Dauntlessly outspoken, Gao had staunchly advocated constitutional reform and human rights in authoritarian China for most of the past decade. Jailed, tortured, and spied upon by police until vanishing 14 months ago, Gao now hopes “to seek the goal of peace and calm.” While he hopes to hand his beacon of freedom’s watch to another, he hopes, more, for the chance to repair the “broken string” and find a secure life with his family. http://wtopnews.com/?nid=105&sid=1863551
Security, family, visions of a future which could be, of a present which is, of a past, which, perhaps, could have been better, or ought not to have been... In the developing world, in the developed world, people walk, talk, live their lives—and hope for a better future.
Do people everywhere know or advocate for zero-footprint, non-polluting, renewable energy; for organically produced, vertically-sacked, inter-planted, non-mono-cultured food? Do people everywhere long for charcoal/silver-nitrate filtered, or membrane/osmosis-filtered water supplies; for transparency, constitutional reforms, global human rights; do people long for sustainability?
Perhaps they do. Perhaps not. Perhaps, without the catch words and phrases, a thirst for change, for something better, strives for life, because of, or despite the education received--or the lack of education. Not everyone is armed and ready for battle; and, as with Gao Zhisheng, some warriors grow weary, sustain too many wounds to continue with their struggle to evoke change.
We here on EVOKE have a unique opportunity, a moment in time, a chance to work with our brethren in EVOKE, and with communities around the world (if the vision holds true), to step up and step in and find a real pathway to persevere, to build security, to attain sustainability. And, maybe, to pursue something more.

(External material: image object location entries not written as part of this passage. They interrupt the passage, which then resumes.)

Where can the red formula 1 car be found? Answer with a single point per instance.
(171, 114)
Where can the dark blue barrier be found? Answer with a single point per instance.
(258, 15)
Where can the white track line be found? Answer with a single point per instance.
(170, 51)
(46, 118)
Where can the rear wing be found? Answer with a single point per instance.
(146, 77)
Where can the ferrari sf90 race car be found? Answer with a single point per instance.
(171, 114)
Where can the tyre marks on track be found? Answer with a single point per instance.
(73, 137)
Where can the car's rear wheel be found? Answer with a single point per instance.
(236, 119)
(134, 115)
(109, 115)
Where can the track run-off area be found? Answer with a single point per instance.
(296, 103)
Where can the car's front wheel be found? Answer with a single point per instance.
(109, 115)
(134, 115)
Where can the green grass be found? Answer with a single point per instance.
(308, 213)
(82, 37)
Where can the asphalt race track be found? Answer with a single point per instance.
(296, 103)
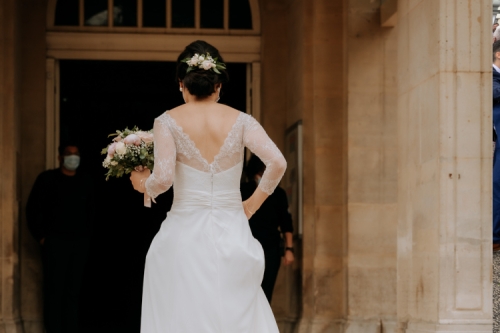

Part of the concept “the pursuit of happiness” steps beyond freedom, beyond the more-recently-named “global human rights,” returning to a past, and harkening to a future where values are more closely shared, where diversity is not a diminishment or a detriment, but a declaration. “The Pursuit of Happiness” presents a concept that we have not only the opportunity, the right, the responsibility to uphold and share our collective, shared knowledge, issues of global human security (again, food, water, environment, energy, economy), and global human rights (again, sustainability, education, religions/beliefs, freedoms…). We have also the opportunity, perhaps the right, perhaps the responsibility, to work with our families, our friends, our communities—with the communities we would serve, to see if we can not only sustain, but flourish.
In the words of Nelson Mandela, “The greatest glory in living lies not in never falling, but in rising every time we fall… It always seems impossible until it's done.”